Sep 1, 2009

Google Wave

I remember reading an underwhelmed computer scientist describing the state of computer technology as lacking innovation. Instead, this unattributed rant continued, computers were used in novel ways to advance only conventional communication paradigms. That is, software totally fails to exploit the real power of current technology. It seems google’s Wave could be an answer to this. This is a big statement. And my only exposure is to the longer-than-an-hour video on the appropriated google subdomain. (How did I go so long unaware of this? I got here mistyping  weave)
I have two meaningless comments.

First, the naming convention. Everything is {.*}y. Spelly, Linky, Rosey, etc. And there is an autocorrecting “i think i know what you want to do” context menu represented as a light bulb a la OpenOffice which is itself somewhat a clone of microsoft’s clippy.

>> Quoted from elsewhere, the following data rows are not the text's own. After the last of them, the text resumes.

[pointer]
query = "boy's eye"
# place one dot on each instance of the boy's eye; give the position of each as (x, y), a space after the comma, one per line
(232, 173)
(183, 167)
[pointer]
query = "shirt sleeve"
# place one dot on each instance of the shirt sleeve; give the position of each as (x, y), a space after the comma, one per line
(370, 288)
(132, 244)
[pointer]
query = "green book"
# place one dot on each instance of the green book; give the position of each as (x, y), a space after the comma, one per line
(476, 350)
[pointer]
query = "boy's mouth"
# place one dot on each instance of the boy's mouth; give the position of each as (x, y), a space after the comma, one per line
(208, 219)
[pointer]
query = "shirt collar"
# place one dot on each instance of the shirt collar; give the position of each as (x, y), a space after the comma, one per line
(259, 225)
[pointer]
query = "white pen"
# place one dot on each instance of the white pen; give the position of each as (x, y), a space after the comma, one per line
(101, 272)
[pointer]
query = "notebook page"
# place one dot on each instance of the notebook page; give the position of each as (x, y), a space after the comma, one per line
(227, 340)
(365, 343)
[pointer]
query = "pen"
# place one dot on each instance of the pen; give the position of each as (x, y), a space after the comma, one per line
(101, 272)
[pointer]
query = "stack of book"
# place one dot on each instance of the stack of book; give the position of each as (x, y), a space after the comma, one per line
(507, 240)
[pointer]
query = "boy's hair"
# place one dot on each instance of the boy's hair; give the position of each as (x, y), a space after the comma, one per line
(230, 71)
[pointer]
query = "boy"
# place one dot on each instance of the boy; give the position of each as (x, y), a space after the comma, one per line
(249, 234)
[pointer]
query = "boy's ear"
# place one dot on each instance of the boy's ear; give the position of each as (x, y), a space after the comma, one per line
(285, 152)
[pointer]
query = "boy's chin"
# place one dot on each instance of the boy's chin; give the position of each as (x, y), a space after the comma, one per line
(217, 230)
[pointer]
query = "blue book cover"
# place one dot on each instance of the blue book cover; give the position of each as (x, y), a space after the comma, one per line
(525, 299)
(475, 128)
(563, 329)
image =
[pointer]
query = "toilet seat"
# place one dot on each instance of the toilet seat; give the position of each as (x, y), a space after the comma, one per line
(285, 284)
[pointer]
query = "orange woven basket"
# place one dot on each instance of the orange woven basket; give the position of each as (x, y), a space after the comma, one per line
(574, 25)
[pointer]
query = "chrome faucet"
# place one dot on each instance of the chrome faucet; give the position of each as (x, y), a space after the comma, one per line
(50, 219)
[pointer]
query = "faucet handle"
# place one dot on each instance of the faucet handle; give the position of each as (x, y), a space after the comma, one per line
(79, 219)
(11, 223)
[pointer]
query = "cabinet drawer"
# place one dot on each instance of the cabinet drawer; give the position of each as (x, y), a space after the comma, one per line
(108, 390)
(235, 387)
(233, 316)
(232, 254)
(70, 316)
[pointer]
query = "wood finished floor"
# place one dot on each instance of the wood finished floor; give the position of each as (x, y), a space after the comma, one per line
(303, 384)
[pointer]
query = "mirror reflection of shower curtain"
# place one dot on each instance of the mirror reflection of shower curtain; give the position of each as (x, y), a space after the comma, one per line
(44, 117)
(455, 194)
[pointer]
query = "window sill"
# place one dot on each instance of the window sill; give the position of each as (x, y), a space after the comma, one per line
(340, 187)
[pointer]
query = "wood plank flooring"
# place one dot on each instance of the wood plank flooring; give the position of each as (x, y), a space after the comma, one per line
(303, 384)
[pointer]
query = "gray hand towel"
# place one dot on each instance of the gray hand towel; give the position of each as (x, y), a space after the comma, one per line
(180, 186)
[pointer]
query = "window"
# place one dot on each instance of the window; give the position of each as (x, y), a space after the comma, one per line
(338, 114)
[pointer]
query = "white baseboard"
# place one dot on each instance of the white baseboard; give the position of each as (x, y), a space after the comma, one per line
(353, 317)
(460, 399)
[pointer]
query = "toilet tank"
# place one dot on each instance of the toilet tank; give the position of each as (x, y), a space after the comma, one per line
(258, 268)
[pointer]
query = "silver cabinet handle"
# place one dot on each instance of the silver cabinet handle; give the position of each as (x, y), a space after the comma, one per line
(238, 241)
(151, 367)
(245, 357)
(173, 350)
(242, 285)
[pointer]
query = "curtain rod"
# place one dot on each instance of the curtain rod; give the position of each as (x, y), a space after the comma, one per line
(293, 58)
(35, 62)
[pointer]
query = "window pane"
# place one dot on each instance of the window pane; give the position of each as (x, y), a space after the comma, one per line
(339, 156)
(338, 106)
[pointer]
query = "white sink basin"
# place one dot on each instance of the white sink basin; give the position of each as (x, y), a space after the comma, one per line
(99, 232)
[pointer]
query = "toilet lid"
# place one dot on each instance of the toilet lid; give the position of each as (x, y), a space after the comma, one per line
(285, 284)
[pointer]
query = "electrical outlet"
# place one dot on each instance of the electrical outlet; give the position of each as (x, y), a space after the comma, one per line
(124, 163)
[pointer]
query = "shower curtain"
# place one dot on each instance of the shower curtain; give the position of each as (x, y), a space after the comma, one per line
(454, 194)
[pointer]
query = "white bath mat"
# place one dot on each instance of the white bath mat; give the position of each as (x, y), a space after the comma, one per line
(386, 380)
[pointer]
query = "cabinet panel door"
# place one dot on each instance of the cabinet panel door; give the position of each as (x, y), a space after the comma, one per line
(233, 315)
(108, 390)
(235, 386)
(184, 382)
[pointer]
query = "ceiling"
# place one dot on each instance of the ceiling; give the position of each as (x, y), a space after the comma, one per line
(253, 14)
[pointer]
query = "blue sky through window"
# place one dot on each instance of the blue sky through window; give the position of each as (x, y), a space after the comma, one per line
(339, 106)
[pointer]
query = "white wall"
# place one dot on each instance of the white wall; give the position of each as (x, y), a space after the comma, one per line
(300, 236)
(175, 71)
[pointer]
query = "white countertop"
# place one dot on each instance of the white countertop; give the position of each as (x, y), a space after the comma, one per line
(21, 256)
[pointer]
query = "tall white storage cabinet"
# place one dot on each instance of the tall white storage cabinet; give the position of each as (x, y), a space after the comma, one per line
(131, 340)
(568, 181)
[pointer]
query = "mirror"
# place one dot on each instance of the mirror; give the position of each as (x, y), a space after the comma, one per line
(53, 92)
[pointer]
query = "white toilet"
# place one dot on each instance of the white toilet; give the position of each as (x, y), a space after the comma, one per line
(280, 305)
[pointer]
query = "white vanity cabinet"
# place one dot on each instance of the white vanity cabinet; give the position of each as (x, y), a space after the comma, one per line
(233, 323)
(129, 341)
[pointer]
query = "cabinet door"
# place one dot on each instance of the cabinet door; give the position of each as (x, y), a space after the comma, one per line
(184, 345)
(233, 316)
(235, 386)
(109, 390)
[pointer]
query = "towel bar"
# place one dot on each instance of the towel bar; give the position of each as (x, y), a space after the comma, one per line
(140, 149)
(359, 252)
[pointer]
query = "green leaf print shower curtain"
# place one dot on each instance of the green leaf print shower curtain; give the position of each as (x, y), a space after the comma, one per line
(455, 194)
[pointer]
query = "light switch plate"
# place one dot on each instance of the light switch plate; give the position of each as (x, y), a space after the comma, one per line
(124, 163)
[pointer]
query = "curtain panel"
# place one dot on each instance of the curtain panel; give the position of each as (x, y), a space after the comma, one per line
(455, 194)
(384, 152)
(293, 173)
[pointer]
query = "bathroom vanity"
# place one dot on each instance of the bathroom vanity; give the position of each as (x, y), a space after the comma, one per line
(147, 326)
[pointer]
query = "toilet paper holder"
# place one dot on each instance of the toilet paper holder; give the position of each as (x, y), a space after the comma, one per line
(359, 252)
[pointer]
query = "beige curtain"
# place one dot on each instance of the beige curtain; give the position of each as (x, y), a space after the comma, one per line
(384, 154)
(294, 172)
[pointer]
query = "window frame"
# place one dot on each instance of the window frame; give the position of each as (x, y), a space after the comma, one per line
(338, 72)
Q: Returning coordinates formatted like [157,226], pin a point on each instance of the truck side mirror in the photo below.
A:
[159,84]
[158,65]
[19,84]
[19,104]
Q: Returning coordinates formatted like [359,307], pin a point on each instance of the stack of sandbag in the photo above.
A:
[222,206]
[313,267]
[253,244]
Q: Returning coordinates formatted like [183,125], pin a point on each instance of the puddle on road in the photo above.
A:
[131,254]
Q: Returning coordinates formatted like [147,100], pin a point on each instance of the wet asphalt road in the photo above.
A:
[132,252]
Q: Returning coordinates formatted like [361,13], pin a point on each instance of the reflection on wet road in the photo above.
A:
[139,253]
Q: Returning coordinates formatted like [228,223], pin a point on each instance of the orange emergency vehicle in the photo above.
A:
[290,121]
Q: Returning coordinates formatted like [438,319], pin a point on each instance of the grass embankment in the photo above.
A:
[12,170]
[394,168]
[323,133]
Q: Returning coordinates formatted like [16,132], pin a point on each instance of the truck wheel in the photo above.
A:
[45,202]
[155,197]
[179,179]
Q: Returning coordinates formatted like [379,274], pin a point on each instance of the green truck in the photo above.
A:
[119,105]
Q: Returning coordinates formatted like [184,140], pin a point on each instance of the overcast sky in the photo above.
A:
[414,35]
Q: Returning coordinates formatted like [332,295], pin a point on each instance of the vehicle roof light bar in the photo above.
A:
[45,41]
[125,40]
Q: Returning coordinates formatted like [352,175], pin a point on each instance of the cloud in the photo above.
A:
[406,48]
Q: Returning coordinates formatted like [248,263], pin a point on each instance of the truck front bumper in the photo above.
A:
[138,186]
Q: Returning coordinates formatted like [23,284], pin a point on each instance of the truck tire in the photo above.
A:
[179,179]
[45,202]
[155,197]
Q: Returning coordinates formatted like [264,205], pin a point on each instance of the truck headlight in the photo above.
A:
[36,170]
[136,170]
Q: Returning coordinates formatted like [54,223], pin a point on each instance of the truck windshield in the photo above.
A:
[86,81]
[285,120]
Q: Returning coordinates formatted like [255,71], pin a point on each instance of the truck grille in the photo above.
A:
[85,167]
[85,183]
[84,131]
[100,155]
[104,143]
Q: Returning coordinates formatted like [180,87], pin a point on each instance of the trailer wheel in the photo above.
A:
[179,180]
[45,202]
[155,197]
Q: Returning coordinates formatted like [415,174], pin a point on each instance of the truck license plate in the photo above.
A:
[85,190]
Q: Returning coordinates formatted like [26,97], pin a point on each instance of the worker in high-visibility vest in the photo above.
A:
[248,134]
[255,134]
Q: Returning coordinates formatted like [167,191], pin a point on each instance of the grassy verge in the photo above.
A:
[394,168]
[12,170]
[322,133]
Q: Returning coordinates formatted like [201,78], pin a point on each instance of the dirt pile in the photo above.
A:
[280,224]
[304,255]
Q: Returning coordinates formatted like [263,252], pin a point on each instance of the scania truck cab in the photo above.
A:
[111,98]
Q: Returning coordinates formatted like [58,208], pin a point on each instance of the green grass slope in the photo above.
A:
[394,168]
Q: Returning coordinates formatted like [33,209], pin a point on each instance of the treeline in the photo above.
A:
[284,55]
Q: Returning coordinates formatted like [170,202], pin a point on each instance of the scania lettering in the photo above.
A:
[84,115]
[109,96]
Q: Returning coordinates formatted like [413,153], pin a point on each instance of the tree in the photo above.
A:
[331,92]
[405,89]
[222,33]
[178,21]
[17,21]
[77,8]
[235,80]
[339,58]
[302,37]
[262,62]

A google product mimicking the most hazed MS mascot? Not really, but the connotation persists absent any significant similarity. Second, federation. Google operates or, maybe, at least at one time, operated under the motto “don’t be evil.” Allowing federation in the protocol (so outside implementations can coexist with the original Google Wave, allowing communication and competition) presents, as Rasmussen expresses without solicitation, significant complexity and overhead but is an amazing step away from evil vendor lock-in to which google might be seen as having every ‘right’. Props to google [engineers].
Most of the time I spent thinking about communication software while hiking centered around implementing an open sourced “federation” framework for social networking. Though I could not articulate such a convenient title until I was motivated by being unable to host the space flickr won’t give me (maxed out the 200 free picture limit) as well as my failed quest to find an open source solution for “photostreams.” There is still room for me; it doesn’t look like Wave does picture hosting!